Kristna M. Lybecker, Ph.D., Associate Professor of Economics and Business at Colorado College, 14 E. Cache la Poudre Street, Colorado Springs, Colorado 80903, This email address is being protected from spambots. You need JavaScript enabled to view it..


Innovation is an inherently risky and uncertain process. Many of the broader challenges to innovation, in general, are both mirrored and exaggerated in clean technology innovation. The development of environmental technologies is further complicated by the public goods nature of knowledge, environmental externalities, and uncertainty. This study on clean technology focuses on recent work on the role of uncertainty, the participation of emerging and developing nations, the controversy surrounding intellectual property rights, and the variety of market actors and strategies in place. The paper also considers the policy instruments that are available, the cost, benefits, and consequences of their use.
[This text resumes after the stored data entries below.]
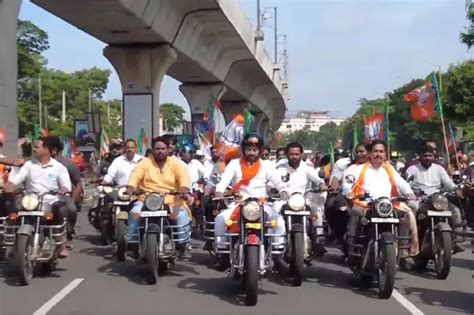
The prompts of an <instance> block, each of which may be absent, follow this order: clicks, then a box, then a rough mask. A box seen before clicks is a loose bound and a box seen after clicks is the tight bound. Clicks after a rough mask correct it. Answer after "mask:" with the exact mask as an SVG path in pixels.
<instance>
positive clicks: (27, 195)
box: [21, 194, 39, 211]
mask: <svg viewBox="0 0 474 315" xmlns="http://www.w3.org/2000/svg"><path fill="white" fill-rule="evenodd" d="M38 205H39V198H38V196H37V195H36V194H26V195H25V196H23V199H21V206H22V207H23V209H25V210H27V211H33V210H36V209H37V208H38Z"/></svg>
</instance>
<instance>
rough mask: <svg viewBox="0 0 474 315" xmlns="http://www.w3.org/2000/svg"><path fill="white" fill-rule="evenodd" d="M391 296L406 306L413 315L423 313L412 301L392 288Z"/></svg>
mask: <svg viewBox="0 0 474 315" xmlns="http://www.w3.org/2000/svg"><path fill="white" fill-rule="evenodd" d="M392 296H393V297H394V298H395V300H397V302H398V303H400V304H401V305H402V306H403V307H404V308H406V309H407V310H408V311H409V312H410V313H411V314H413V315H424V314H425V313H423V312H422V311H421V310H420V309H419V308H418V307H416V306H415V305H414V304H413V303H412V302H410V301H408V300H407V299H406V298H405V297H404V296H403V295H401V294H400V293H399V292H398V291H397V290H395V289H393V292H392Z"/></svg>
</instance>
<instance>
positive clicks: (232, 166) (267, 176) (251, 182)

As scholars continue to analyze when, where, why and how clean technology innovations are developed and adopted, it is essential that government policymakers aim to reduce uncertainty and risk, incentivize innovation with effective intellectual property rights, and foster transparency in the market. This continues to be a field of increasing future importance, and a rich area for continued academic study and analysis. Consumers, government policymakers and innovators would all benefit from a greater understanding of the process of technological change in the development, diffusion, and financing of clean technologies.

Keywords: clean technology, environmental innovation, innovation policy, barriers to innovation, developing countries.